Hope you get more use out of the wood than you did the tree.


----------



## CanuckGal (Nov 26, 2008)

> Their flesh is gravelly, no juice and little flavour.


You are probably right Ron, that pretty much desribes them. As for the tree being hardy... well this one sure wasn't. Every year it just looked worse and worse. 
I am going to cut and sticker the wood and see what happens. We do have a fireplace in the back yard if all else fails.


----------



## Maurice (Sep 24, 2004)

It is wise to have all angles covered!


----------



## anotherBob (Oct 28, 2009)

CanuckGal said:


> I am going to cut and sticker the wood and see what happens.
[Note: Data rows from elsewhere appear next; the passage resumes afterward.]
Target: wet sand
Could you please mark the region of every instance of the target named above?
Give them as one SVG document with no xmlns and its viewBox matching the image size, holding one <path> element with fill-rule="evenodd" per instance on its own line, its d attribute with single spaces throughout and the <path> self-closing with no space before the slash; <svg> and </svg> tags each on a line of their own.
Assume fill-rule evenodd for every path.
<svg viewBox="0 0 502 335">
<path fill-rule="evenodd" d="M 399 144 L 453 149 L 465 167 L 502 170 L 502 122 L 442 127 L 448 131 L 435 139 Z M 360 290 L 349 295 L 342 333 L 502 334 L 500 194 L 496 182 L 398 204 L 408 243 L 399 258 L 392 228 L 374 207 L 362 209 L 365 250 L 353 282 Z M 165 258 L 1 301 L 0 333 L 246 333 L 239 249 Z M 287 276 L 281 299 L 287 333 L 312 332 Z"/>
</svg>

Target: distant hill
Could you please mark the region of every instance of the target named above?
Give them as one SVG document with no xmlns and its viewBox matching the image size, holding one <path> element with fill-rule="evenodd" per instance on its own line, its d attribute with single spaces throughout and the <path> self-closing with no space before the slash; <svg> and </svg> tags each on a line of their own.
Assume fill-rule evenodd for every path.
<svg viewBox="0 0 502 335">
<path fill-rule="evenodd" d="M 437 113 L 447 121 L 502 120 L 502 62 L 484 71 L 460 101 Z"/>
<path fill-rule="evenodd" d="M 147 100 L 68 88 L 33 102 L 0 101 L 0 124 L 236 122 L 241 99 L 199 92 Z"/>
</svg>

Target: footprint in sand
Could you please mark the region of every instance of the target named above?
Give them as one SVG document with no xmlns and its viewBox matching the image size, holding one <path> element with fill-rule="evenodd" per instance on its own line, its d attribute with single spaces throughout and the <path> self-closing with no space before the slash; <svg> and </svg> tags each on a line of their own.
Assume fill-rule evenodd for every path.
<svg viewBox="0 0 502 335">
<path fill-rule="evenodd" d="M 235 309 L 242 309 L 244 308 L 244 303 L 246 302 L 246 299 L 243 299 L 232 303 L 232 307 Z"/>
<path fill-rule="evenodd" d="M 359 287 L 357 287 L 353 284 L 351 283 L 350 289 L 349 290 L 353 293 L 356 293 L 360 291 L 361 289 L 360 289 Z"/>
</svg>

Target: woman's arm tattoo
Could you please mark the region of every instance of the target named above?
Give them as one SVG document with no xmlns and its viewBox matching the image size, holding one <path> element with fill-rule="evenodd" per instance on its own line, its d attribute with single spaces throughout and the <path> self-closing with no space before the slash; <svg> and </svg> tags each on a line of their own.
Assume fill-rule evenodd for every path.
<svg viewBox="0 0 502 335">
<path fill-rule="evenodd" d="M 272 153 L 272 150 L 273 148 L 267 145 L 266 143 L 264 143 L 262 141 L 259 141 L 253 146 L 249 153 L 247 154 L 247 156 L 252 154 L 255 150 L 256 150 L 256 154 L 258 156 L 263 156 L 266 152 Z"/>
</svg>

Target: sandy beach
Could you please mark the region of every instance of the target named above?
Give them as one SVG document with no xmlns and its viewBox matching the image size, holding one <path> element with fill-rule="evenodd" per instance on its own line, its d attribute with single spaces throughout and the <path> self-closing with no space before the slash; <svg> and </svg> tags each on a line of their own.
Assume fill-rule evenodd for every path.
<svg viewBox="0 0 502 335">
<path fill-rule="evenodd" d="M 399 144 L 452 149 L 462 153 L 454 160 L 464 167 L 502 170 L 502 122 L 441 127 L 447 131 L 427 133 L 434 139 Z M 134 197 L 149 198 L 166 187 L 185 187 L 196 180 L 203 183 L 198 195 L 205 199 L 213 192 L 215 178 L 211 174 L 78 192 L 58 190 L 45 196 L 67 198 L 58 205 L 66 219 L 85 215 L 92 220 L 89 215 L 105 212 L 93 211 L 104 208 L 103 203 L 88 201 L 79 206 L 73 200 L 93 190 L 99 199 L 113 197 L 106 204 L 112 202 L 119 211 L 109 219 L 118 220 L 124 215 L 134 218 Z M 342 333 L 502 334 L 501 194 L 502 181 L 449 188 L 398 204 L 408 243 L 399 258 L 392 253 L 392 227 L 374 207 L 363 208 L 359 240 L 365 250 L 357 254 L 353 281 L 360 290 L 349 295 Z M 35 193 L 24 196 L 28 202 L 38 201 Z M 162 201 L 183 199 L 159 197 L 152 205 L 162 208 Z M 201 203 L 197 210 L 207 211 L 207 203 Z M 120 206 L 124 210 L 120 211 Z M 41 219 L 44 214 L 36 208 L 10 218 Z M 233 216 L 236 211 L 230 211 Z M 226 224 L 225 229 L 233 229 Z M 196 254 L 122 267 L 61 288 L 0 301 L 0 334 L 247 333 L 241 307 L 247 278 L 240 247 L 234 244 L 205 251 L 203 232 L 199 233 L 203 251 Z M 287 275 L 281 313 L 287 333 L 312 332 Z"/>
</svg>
Sounds like a perfect plan... pear makes awesome handles for hand tools, turns nicely too. Good luck with your sticker dried stock, try to avoid direct sunlight and being in the path of a furnace. Can be alot of fun to work with a hand plane/tools...


----------



## robotdigg (Apr 27, 2010)

Pear wood is great for a seat in China.


----------



## thistlefly (Dec 2, 2008)

Pearwood is often used to make recorders, still have one such. That would match with the earlier reply that it is a good wood for turning...

If you decide not to use it, any instrument maker in your general area would probably be glad to take it off your hands. 

Bob


----------



## Tonto (Feb 29, 2008)

Hi Deb,

I used pear wood to make a large spoon for cooking. It sure is a hard wood. That spoon will still be making supper long after I am gone! I like the idea of using it to make a tool handle too, maybe another woodcarving knife.

Tonto


----------



## CanuckGal (Nov 26, 2008)

Thanks Tonto, that's a couple of good ideas!


----------



## The Warthog (Nov 29, 2010)

Pear is used to make the middle part of harmonicas, as it tends to absorb moisture less than other woods. Of course, my harmonica is made of plastic :blink:


----------